Morris’ influence extends far beyond DART or Dallas City Hall. While he talks about “mobility,” few individuals have done more to entrench sprawl and gridlock in North Texas.

As far back as 2007, Morris intervened as a “facilitator” between the Texas Department of Transportation and the North Texas Tollway Authority in a bitter funding dispute over $3.5 to $4 billion, according to The Dallas Observer.

“When there’s money on the table, he and NCTCOG operate like a local political party,” the Observer wrote. “Then the minute the deal gets done, they duck back inside their turtle shell, protected by their relative anonymity as a little-known regional agency dealing in technical matters that are opaque to most voters.”

One of Morris’s longest-running crusades was the failed Trinity Parkway toll road, which ultimately died in 2017. In a 2007 internal memo, he offered “10 Reasons to Build the Trinity Parkway,” claiming the tollway was essential to delivering $5 billion in projects — including the massive Mixmaster interchange.

But as D Magazine later reported, “most” of those projects proceeded “just fine without the tollway.” And officials concluded the tollway would have shifted traffic problems elsewhere, not solved them.

Then in 2014, Morris played the race card. When residents expressed support for tearing down the dilapidated stretch of I-345 downtown – which still poses issues today – he dismissed the concerns due to their race.

“They were all white, they were very wealthy, and I don’t think any of them live in the neighborhood,” Morris said, according to The Dallas Morning News.

Since NCTCOG wields federal funding, it often controls which projects can get off the ground. So in this case, Morris said the I-345 demolition stood little chance of moving forward.

“There’s not much our office is going to be able to do to help them, and there’s not much [the state highway department] will be able to do,” he told The Dallas Observer.

More Spending

In 2018, Collin County officials claimed they needed $12.6 billion for new roads over the next 30 years — more than the county’s entire annual budget. Michael Morris applauded a $750 million bond proposal to help cover the cost. But he made clear that wasn’t enough.

“It’s not the solution,” he said. “It’s the start.”

Morris’s support for massive, uncoordinated infrastructure spending has spanned decades. In 2019, D Magazine labeled him one of the “Kings of Dallas Sprawl,” alongside then-DART CEO Gary Thomas. Thomas, who earned $325,000 as of 2019, presided over a 20-year period of mounting debt and questionable priorities.

During Thomas’ tenure, DART took on a $908 million federal debt for its Cotton Belt light rail extension, according to Bond Buyer. Officials claimed this left DART in a better position to take on another project – the D2 Subway downtown, initially projected to cost $1.2 billion.

By 2021, that figure had ballooned. The Dallas City Council approved $1.7 billion for D2 and demanded better coordination across major infrastructure projects. That’s when Morris finally stepped in — calling for a “horizontally integrated vision.”

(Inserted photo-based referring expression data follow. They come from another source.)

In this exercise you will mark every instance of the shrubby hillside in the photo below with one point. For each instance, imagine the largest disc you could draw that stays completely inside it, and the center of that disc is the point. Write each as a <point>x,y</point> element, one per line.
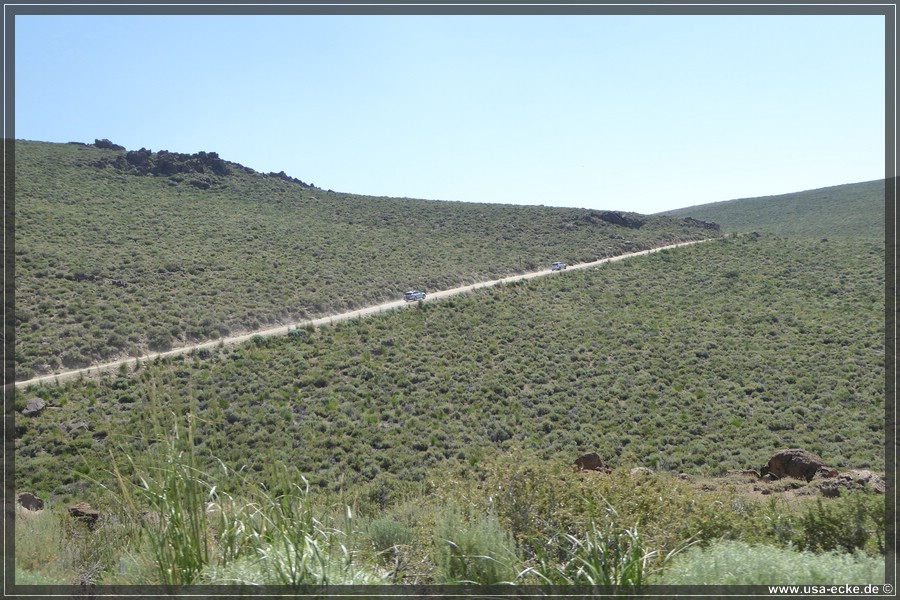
<point>121,252</point>
<point>700,360</point>
<point>437,441</point>
<point>852,210</point>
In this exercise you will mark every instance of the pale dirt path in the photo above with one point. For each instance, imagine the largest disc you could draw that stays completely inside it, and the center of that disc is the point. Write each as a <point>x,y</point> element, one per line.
<point>285,329</point>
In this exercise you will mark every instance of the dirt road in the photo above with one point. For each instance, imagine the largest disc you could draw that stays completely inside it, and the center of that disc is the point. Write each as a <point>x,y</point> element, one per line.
<point>285,329</point>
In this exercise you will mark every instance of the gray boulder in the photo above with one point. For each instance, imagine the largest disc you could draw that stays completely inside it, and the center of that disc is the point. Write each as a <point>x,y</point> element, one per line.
<point>796,463</point>
<point>34,407</point>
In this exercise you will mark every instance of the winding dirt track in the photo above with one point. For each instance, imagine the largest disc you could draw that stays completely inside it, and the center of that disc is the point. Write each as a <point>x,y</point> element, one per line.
<point>285,329</point>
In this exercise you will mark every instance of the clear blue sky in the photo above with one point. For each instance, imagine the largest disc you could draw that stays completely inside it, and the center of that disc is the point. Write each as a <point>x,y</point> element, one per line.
<point>636,113</point>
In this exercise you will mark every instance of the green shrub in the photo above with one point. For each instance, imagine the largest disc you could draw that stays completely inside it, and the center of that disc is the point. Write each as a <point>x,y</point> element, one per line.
<point>739,563</point>
<point>607,555</point>
<point>386,535</point>
<point>847,523</point>
<point>475,550</point>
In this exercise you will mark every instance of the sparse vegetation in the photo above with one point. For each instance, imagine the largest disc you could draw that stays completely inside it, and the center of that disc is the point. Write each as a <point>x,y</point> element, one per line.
<point>118,254</point>
<point>433,444</point>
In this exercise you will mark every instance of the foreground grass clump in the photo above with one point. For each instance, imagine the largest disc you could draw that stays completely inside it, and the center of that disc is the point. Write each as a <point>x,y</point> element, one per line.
<point>198,532</point>
<point>515,519</point>
<point>740,563</point>
<point>53,548</point>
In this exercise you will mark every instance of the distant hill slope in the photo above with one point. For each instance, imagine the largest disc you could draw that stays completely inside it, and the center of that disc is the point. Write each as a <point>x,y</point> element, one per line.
<point>120,252</point>
<point>697,360</point>
<point>851,210</point>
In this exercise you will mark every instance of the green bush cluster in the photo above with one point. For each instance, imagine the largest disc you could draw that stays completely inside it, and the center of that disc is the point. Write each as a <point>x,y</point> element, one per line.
<point>739,563</point>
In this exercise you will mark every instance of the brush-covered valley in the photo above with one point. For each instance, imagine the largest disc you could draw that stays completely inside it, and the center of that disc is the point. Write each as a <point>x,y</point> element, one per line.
<point>437,443</point>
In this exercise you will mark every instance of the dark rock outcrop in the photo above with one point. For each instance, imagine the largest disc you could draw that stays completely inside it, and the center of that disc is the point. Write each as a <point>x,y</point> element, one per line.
<point>30,501</point>
<point>703,224</point>
<point>621,219</point>
<point>591,462</point>
<point>798,464</point>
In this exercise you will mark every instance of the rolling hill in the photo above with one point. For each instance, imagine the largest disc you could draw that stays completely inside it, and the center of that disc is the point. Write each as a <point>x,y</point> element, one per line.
<point>852,210</point>
<point>454,421</point>
<point>123,252</point>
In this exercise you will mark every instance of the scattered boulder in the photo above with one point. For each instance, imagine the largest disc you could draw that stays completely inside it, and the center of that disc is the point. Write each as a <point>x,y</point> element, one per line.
<point>83,512</point>
<point>798,464</point>
<point>34,407</point>
<point>852,480</point>
<point>591,462</point>
<point>746,473</point>
<point>30,501</point>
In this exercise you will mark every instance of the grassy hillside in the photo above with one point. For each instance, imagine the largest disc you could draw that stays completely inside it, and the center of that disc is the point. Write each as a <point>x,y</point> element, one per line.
<point>851,211</point>
<point>119,253</point>
<point>450,429</point>
<point>700,360</point>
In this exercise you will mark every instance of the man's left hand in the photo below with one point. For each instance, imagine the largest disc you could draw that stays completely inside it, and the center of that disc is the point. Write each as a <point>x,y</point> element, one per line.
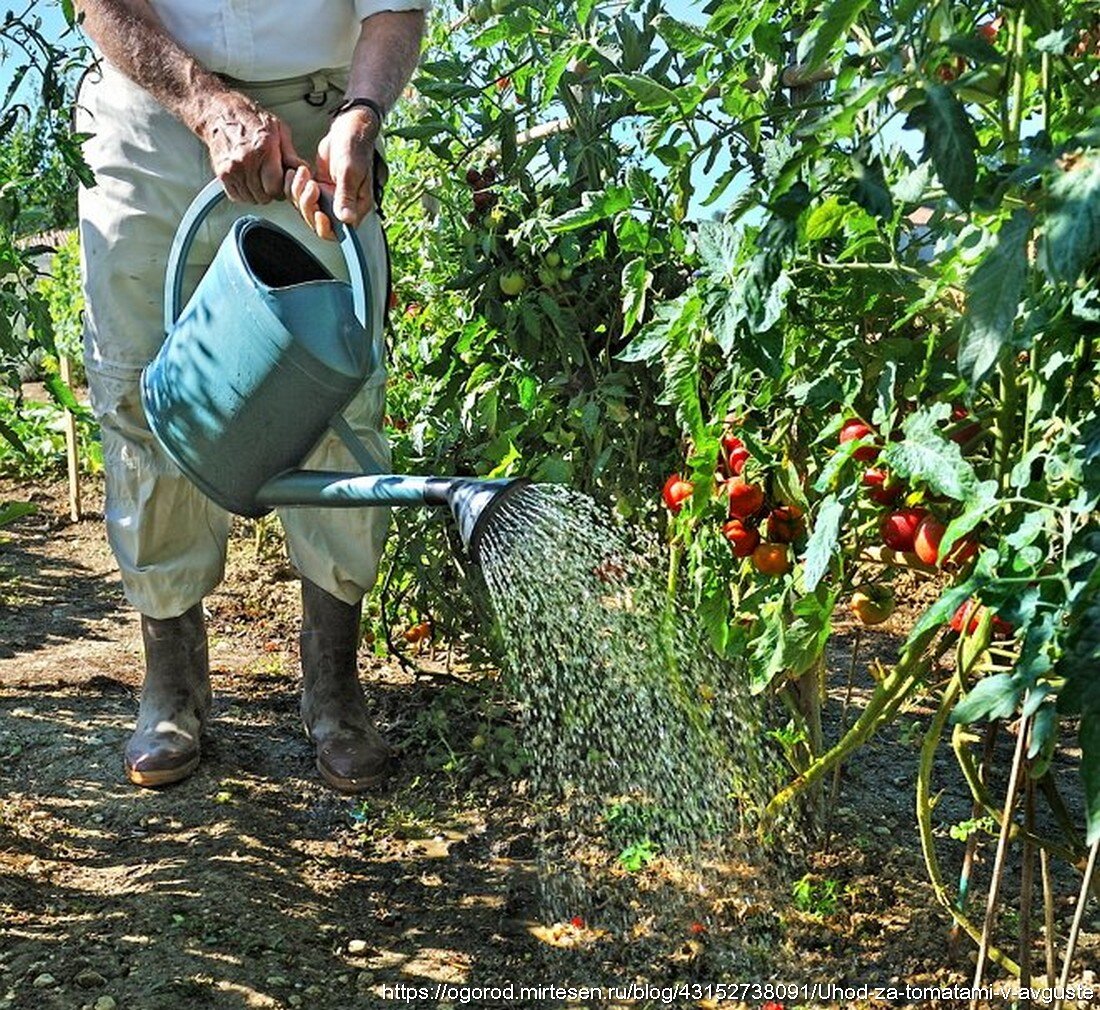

“Michael was critical of DART’s D-2 alignment,” Mayhew said. “He led the initiative with Sandy Wesch that included realigning D-2 and developing a combination project including I-345.”

But Morris has consistently backed large-scale projects — roads, tunnels, rail — without clearly defined outcomes. In a 2023 op-ed in The Fort Worth Report, he argued for building around highways, not away from them.

He called for more development in dense suburban zones, “around rail stations,” “inside transit authority boundaries,” and “along transportation corridors.” He also advocated for high-speed rail and population-driven investment.

The problem, according to Morris? Too many people.

The solution? More development, especially near public transit like DART – which just pushes for more funding. 

After 35 years, Michael Morris continues to call himself the “marriage counselor” between agencies. But with billions in debt, mounting suburban revolt, and no clear results, critics are starting to ask: Who exactly is he reconciling — and who’s been stuck with the bill?